At the same time, Xi will be hoping that meeting Putin will burnish his domestic standing as a leader who stands up to perceived Western bullying as he prepares to assume a third leadership term next month, shredding the time-honored protocol that Chinese leaders only serve two. The 69-year-old Communist Party prince-ling may seek to augment his nationalist credentials as relations with the West deteriorate over trade, technology, human rights, and other issues.
Some analysts suggest that Xi will use his meeting with Putin to warn the West to keep its hands off China’s own red lines—most crucially the status of Taiwan. House Speaker Nancy Pelosi’s visit to the self-ruling island—over which Beijing claims sovereignty—in early August was met with unprecedented military drills, the severing of commercial ties, and a diplomatic freeze with Washington. On Sept. 2, the U.S. approved $1.1 billion of arms sales to Taiwan, including 60 anti-ship missiles, 100 air-to-air missiles, and contractor support for a surveillance radar program.

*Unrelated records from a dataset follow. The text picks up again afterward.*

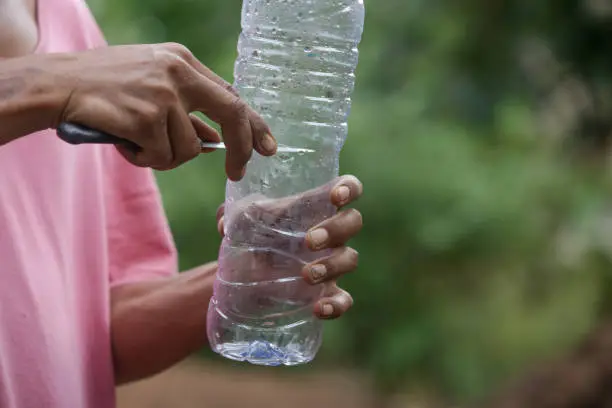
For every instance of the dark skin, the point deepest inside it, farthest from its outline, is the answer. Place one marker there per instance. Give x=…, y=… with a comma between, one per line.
x=146, y=94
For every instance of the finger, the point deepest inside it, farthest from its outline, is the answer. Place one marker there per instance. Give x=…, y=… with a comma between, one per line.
x=204, y=95
x=220, y=211
x=238, y=137
x=205, y=132
x=334, y=304
x=335, y=231
x=156, y=151
x=346, y=190
x=183, y=138
x=221, y=226
x=264, y=142
x=342, y=261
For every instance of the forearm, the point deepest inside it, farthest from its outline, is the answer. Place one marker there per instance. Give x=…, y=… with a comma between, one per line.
x=154, y=325
x=30, y=96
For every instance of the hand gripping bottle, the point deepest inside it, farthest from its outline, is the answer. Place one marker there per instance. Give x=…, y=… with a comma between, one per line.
x=295, y=67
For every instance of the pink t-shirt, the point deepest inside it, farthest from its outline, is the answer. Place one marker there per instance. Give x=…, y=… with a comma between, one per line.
x=74, y=221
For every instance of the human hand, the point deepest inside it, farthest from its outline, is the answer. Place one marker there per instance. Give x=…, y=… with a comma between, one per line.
x=146, y=93
x=331, y=234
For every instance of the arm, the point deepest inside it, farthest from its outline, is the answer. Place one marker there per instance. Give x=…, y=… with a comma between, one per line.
x=142, y=93
x=29, y=99
x=155, y=324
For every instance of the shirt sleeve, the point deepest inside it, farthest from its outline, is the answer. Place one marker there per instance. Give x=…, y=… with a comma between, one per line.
x=140, y=244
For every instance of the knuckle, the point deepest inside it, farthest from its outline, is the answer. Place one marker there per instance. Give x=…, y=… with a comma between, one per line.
x=349, y=301
x=355, y=215
x=230, y=88
x=178, y=49
x=353, y=182
x=352, y=258
x=150, y=115
x=238, y=109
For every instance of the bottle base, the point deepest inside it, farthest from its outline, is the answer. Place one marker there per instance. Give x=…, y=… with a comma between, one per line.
x=261, y=353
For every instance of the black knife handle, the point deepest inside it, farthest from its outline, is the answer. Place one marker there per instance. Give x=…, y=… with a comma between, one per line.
x=76, y=134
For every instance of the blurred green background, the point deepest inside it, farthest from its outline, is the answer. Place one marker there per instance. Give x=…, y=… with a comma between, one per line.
x=480, y=130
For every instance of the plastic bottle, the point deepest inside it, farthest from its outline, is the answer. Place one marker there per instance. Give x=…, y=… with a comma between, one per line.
x=296, y=68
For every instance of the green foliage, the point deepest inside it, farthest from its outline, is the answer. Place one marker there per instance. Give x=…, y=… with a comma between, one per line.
x=480, y=250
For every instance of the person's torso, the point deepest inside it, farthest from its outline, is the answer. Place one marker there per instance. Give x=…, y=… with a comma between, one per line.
x=54, y=308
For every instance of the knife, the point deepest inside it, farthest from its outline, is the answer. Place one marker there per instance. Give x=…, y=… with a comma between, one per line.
x=76, y=134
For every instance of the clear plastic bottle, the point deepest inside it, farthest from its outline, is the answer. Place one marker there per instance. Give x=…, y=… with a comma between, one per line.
x=296, y=68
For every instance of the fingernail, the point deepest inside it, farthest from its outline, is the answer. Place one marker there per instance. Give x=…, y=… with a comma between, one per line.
x=327, y=310
x=220, y=226
x=318, y=237
x=343, y=193
x=318, y=272
x=268, y=143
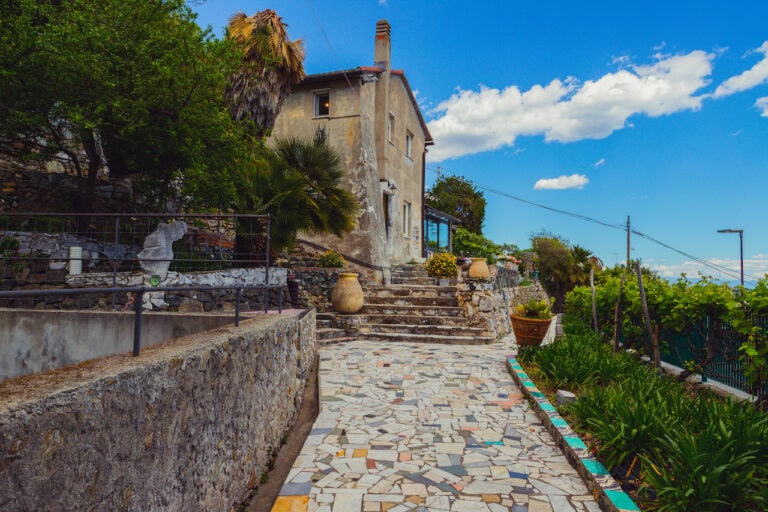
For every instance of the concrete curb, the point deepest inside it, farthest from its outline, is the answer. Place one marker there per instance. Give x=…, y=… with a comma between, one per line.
x=606, y=491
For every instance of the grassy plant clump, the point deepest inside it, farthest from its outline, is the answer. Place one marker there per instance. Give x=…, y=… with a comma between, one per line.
x=331, y=259
x=684, y=450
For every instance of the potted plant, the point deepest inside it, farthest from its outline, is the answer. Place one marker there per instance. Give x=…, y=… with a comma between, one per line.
x=531, y=321
x=443, y=266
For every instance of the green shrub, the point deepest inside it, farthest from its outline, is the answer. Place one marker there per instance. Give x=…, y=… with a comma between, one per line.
x=8, y=246
x=540, y=309
x=468, y=243
x=442, y=264
x=331, y=259
x=703, y=471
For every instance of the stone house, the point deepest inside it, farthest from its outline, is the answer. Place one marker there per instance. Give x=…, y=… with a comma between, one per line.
x=370, y=116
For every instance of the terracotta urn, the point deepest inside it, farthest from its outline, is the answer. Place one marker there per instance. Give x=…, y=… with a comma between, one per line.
x=529, y=331
x=347, y=295
x=479, y=269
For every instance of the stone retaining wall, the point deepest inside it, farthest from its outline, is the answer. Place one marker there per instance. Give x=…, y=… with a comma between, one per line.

Xi may be intending to tell the West: if you insist on supporting my adversary, why shouldn’t I do the same? “The most important thing China wants to signal [in Uzbekistan] is that the U.S. and Europe should not go too far to support Taiwan independence,” says Cheng Li, an expert on Chinese elite politics at the Brookings Institution. “If that’s the case, China will show even more support for Russia.”